Moncton, New Brunswick has so many amazing fishing spots nearby that we weren’t exactly sure where to begin. As it is, the entire province is rich with fascinating history, a vibrant and expansive wilderness, and of some of the most interesting geological wonders that has touched the interest of many nature enthusiasts. One of our favorite spots has always been The Bay of Fundy. The Parks along the bay are connected by the Fundy Trail Parkway, and following the trail we explored the sea caves, its many isolated beaches, and its many coves. Also famous in Bay of Fundy is the town of St. John, where the tides are so extreme that water coming from the St. John’s River finds itself flowing upstream. This has become a huge tourist attraction as this phenomenon can be viewed from the river’s ever-popular 8-meter-high Skyview Bridge. We’ve visited the town’s botanical gardens and, on a whim, enjoyed a relaxing whale-watching tour, but watching the sunrise from New Brunswick waters over the island of Nova Scotia is truly a moment to remember.
The North Atlantic coast around Moncton is a haven for fisherman everywhere. The shoreline is positively littered with freshwater estuaries, making for the perfect migration of many fish that are local to the area, including our personal favorite, the striped bass.
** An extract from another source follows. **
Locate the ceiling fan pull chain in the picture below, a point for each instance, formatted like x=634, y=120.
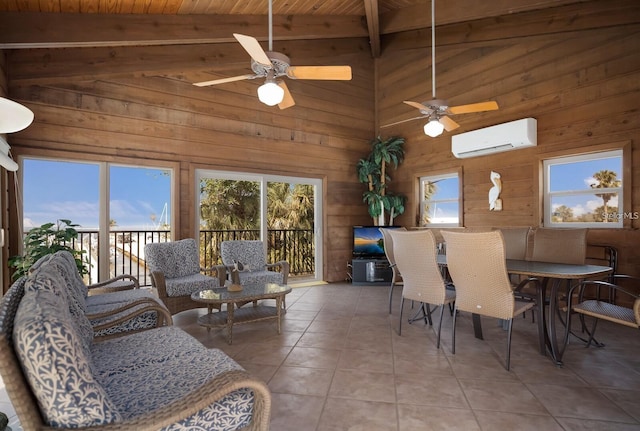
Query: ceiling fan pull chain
x=270, y=25
x=433, y=49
An old favorite and a definite hotspot for fishing is Hopewell Cape, due south of the City of Moncton. We have always wanted to try one of the guided kayak tours of Hopewell Cape and gaze upon one of the many gorgeous rock formations. The seemingly tree lined islands transform at low tide into rock spires that have slowly eroded away over the course of thousands of years. Shediac, just to the northwest of Moncton, is also a popular destination. Although it is known as the lobster capital of Canada, Shediac boasts one of the most notable fishing spots in New Brunswick.
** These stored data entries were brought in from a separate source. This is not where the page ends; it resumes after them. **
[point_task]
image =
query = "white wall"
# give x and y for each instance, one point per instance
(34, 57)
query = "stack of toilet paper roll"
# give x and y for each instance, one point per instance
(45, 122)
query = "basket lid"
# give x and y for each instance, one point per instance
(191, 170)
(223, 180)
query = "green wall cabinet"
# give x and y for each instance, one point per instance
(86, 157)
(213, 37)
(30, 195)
Everywhere you go along the North Atlantic in Canada is prime territory for the Striped Bass. Regulated by both U.S. and Canadian fishery and wildlife departments, the striped bass is a hearty fish that is born in freshwater but migrates to saltwater to live out their adult lives. From bodies of water in Quebec to Nova Scotia with New Brunswick in between, Striped Bass is spawned, stocked, released and regulated for commercial and individual fishing. Embarking from Moncton, my cousin and I did have the frivolous hope that we could beat the record of the largest bass ever pulled out of our region of the North Atlantic, which was over eighty pounds. We chuckled to ourselves as I pulled out my much smaller first catch, but the more important thing was the time we spent together, the moments we shared, and the smile on my cousin’s face when he pulled up the largest catch of the day.